WASHINGTON, DC – Congressman John Garamendi (D-Fairfield, CA) joined Congresswoman Rosa DeLauro (D-CT) and more than 180 Members of Congress on Wednesdday in reintroducing the Paycheck Fairness Act, legislation which would help close the wage gap between women and men working the same jobs.
“I’m a proud father to five daughters and grandfather to five granddaughters. I want them to inherit a country where everyone is treated equally under the law and in the workplace,” Garamendi said. “The Paycheck Fairness Act is important for women in America, but it’s also important for their families. In many households, women are the primary breadwinner, and their children deserve to be supported by paychecks that reflect the work ethic of their parents, not the bigotry of their parents’ employer.”
The Paycheck Fairness Act builds upon the landmark Equal Pay Act signed into law in 1963 by closing loopholes that have kept it from achieving its goal of equal pay.
The bill would require employers to show pay disparity is truly related to job performance, not gender.
The bill also prohibits employer retaliation for sharing salary information with coworkers.
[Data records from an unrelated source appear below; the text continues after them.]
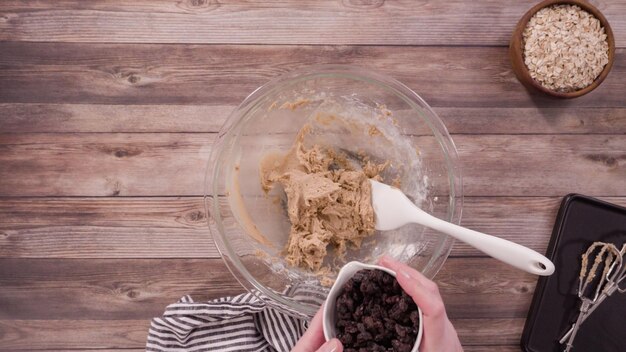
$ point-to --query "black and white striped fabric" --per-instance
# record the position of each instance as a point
(242, 323)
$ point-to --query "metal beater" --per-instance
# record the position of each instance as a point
(593, 291)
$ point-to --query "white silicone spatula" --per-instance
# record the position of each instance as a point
(393, 209)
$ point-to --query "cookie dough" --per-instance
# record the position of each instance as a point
(328, 201)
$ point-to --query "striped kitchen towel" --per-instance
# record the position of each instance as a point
(242, 323)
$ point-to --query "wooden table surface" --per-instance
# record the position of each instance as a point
(108, 112)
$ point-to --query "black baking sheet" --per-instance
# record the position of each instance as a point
(580, 222)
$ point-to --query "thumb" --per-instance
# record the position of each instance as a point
(332, 345)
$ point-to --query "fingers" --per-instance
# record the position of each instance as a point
(313, 337)
(423, 291)
(333, 345)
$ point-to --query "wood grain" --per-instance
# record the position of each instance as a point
(68, 118)
(226, 74)
(104, 164)
(94, 335)
(104, 228)
(175, 227)
(107, 289)
(485, 22)
(122, 289)
(73, 334)
(163, 164)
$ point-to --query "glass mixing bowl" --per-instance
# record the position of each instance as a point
(358, 112)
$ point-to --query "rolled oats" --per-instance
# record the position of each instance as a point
(565, 47)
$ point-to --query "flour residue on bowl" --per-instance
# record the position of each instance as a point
(325, 177)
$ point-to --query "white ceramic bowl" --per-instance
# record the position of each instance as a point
(344, 275)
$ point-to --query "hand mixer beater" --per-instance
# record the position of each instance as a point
(602, 272)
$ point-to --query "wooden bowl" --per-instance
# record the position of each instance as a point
(516, 49)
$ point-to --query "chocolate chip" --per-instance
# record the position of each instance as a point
(375, 314)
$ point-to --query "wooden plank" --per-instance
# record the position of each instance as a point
(73, 334)
(485, 332)
(484, 22)
(131, 334)
(20, 118)
(104, 164)
(104, 228)
(505, 348)
(162, 164)
(113, 289)
(66, 118)
(225, 75)
(107, 289)
(175, 227)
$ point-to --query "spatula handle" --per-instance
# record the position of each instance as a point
(509, 252)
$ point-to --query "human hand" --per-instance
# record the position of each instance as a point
(313, 338)
(439, 334)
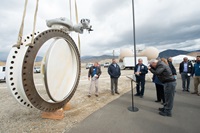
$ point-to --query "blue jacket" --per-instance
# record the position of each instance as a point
(143, 70)
(196, 69)
(113, 71)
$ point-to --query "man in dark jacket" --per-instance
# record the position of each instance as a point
(185, 69)
(114, 72)
(173, 69)
(164, 74)
(94, 72)
(196, 74)
(140, 71)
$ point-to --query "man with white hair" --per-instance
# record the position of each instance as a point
(185, 69)
(164, 74)
(140, 71)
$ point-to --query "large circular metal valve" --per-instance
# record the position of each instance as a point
(61, 71)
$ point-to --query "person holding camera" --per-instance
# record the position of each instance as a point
(164, 74)
(94, 74)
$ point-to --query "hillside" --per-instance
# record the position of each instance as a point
(172, 52)
(87, 59)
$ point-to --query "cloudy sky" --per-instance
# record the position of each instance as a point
(165, 24)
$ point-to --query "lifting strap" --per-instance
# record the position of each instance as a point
(34, 23)
(20, 34)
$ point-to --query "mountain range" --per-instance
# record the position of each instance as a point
(85, 59)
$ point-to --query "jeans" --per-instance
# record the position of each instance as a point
(185, 78)
(114, 85)
(169, 89)
(160, 92)
(196, 83)
(140, 83)
(94, 83)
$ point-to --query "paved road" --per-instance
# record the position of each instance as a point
(115, 117)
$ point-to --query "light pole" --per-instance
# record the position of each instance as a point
(132, 108)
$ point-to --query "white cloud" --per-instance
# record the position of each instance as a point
(164, 24)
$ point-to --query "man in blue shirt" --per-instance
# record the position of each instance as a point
(114, 72)
(196, 73)
(94, 73)
(185, 69)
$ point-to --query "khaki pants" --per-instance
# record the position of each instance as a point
(196, 83)
(94, 83)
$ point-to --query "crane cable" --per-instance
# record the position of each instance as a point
(76, 12)
(34, 23)
(20, 34)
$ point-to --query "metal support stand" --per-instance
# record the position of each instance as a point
(132, 108)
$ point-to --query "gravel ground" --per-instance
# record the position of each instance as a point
(18, 119)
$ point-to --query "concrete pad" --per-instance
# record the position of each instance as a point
(116, 118)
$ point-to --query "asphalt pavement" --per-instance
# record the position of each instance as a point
(116, 118)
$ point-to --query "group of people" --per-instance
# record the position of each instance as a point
(164, 77)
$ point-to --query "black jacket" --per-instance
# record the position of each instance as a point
(113, 71)
(143, 70)
(181, 67)
(91, 71)
(163, 72)
(172, 68)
Under current law, employers can sue and punish employees for sharing such information.
In addition, it strengthens remedies in pay discrimination cases by increasing the compensation women can seek, allowing them to seek both back pay and punitive damages for pay discrimination.
The bill empowers women in the workplace through a grant program to strengthen salary negotiation and other workplace skills, and requires the Department of Labor to enhance outreach and training efforts to eliminate pay disparities.
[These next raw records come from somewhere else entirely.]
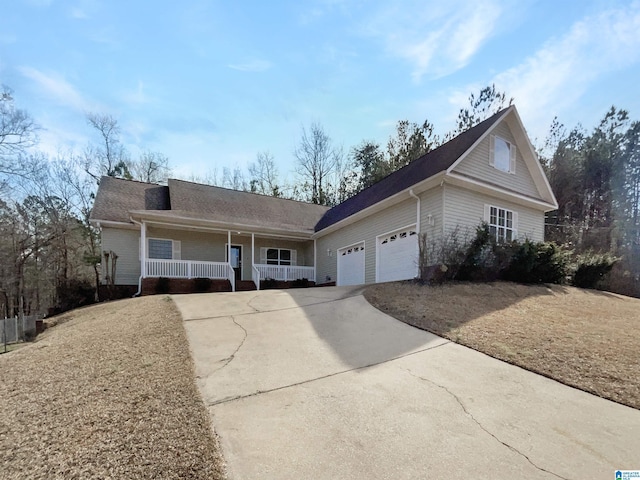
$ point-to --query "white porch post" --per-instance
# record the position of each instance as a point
(143, 250)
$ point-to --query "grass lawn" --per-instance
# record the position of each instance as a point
(584, 338)
(109, 392)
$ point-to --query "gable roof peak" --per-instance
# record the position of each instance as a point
(430, 164)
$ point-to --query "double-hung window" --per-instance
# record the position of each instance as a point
(163, 249)
(278, 256)
(502, 223)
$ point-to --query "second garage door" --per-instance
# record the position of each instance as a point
(351, 265)
(397, 255)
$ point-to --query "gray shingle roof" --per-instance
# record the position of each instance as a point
(420, 169)
(116, 197)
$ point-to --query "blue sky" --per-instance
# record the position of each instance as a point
(212, 83)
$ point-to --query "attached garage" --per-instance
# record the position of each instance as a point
(351, 265)
(397, 255)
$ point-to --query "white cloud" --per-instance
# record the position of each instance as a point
(39, 3)
(560, 73)
(437, 40)
(58, 89)
(252, 66)
(78, 13)
(137, 96)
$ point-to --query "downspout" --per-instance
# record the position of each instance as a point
(137, 294)
(417, 209)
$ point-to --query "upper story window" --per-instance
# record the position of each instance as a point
(502, 223)
(164, 249)
(502, 154)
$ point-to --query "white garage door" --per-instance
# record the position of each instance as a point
(398, 255)
(351, 265)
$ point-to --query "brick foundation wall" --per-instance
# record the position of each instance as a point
(182, 285)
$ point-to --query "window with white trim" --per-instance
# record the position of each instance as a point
(502, 224)
(163, 249)
(502, 154)
(277, 256)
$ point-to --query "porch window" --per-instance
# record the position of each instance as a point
(163, 249)
(279, 256)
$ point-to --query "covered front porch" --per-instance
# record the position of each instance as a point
(241, 258)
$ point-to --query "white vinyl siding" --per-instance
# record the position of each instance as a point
(477, 165)
(465, 209)
(350, 261)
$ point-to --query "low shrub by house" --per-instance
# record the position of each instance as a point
(591, 269)
(482, 259)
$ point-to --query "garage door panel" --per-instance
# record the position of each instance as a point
(351, 265)
(398, 256)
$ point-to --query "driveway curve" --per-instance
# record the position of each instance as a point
(317, 384)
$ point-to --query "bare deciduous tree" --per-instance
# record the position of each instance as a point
(151, 167)
(17, 128)
(264, 175)
(109, 157)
Garamendi added, “In the great experiment that is America, equal treatment has long been a dream our foremothers and forefathers have aspired to, although we’ve often fallen short. This is about justice, fairness, and opportunity. Equal pay for equal work is an American value, and the time is long overdue to pass the Paycheck Fairness Act.”
There have been extensive studies demonstrating that discrimination is pervasive; women are paid less than men for the same exact work. This is according to analysis from the U.S. Census Bureau, the Bureau of Labor Statistics, Bloomberg News, the National Women’s Law Center, and other groups. Watch this video clip starting at the 14 minute 40 second mark to learn more: http://nbcnews.to/HvmSCg .
President Obama’s first bill, signed into law on January 29, 2009, was the Lilly Ledbetter Fair Pay Act, which overturned the 180-day statute of limitations for women to contest pay discrimination.
The Paycheck Fairness Act would close the loopholes that allow pay discrimination to continue in the first place and, with Ledbetter, provide employees the rights they need to challenge and eliminate pay discrimination in the workplace.
The bill has been endorsed by President Obama, Lilly Ledbetter and a coalition of more than 300 advocacy groups.